Argentina - Los Originarios Argentinos - Corrientes

Zona actual Provincia de Corrientes

Los Guaranies o Tupí-Guaraní formaban una gran nación con los Tupinambá, Omaguá, Tapirapé, chiriguano y otros. Los guaraníes o AVA, como ellos mismos se denominaban, definieron y caracterizaron culturalmente un singular espacio geográfico, siguiendo los cursos de los ríos Paraguay, Paraná y Uruguay.
El guaraní prefirió, para la instalación de sus aldeas, los terrenos ubicados sobre las riberas de los grandes ríos, arroyos y lagunas de la región.
Eran los sitios más propicios para la pesca y la caza, para la recolección del ñai’û o arcilla para la cerámica, y fundamentalmente para el aprovechamiento de la fértil capa de humus en las labores hortícolas, mientras que el monte cercano ofrecía sus frutas silvestres y abundante madera.
El guaraní conocía y visualizaba con claridad su hábitat geográfico, se sentía parte de él. Su propia lengua identificaba con toda lucidez, con nombres propios, ríos, arroyos, lagunas, cerros, montes, sitios significativos y otros de orden mitológicos.
La aldea o TÁVA instalada, por ejemplo junto a la laguna del IBERÁ (YVERA), no constituía un hecho poblacional aislado. Era parte de una amplísima red intercomunicada por caminos o TAPE. En este ámbito las relaciones se establecían por el parentesco, o pro alianzas circunstanciales de carácter ofensivo defensivo.

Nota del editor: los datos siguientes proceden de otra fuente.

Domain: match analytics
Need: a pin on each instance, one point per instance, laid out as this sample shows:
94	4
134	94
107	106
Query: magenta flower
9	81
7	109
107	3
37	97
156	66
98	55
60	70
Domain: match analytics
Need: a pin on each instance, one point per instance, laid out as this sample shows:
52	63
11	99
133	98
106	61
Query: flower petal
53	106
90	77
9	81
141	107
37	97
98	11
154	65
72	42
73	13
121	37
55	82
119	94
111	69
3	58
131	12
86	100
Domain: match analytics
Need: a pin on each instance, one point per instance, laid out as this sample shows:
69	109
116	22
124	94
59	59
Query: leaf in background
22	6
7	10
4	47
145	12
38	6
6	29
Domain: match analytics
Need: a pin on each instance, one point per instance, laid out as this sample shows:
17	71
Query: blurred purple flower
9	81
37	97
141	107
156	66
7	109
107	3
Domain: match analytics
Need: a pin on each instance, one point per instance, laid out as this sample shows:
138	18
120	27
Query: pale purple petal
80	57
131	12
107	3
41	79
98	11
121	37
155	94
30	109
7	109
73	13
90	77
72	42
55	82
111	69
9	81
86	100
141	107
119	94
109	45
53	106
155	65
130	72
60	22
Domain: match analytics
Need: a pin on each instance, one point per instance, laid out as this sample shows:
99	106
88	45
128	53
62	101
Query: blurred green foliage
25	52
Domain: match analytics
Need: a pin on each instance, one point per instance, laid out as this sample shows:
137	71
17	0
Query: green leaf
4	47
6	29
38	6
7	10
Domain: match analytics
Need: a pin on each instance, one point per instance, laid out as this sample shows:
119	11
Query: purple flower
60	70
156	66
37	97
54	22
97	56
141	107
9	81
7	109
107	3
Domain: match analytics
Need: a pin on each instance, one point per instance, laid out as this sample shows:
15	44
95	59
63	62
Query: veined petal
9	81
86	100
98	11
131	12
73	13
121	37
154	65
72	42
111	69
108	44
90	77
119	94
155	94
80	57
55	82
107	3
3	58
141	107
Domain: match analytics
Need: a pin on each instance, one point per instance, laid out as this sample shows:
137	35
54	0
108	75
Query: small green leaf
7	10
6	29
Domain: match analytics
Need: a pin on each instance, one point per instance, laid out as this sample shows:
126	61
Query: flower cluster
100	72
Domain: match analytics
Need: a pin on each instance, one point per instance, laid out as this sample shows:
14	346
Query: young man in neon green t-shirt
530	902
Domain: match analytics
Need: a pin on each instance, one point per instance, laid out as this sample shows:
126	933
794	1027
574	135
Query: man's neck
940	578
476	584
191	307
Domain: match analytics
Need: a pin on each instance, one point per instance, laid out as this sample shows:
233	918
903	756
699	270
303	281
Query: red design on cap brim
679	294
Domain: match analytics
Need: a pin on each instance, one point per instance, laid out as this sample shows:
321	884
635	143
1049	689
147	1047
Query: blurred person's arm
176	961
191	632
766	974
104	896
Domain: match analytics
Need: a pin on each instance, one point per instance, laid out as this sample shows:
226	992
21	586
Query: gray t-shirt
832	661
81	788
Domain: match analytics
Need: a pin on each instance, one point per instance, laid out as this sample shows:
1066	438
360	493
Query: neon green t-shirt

El guaraní conocía la existencia de los cazadores – recolectores que deambulaban en torno de su ámbito geográfico, sabía de la existencia del imperio Inca y de sus características, y había llegado inclusive hasta sus fronteras. Tampoco se les escapaba el conocimiento de la existencia del océano Atlántico. La geografía guaraní era un espacio racionalmente administrado. En él se conjugaban el hombre y la naturaleza en un armonioso equilibrio. Esto era sentido así por el guaraní. Lo que quedaba fuera de aquella geografía pasaba a ser la “tierra del otro“, del no guaraní.
La palabra guaraní significa guerrero, porque constantemente se hacían la guerra para tomar prisioneros.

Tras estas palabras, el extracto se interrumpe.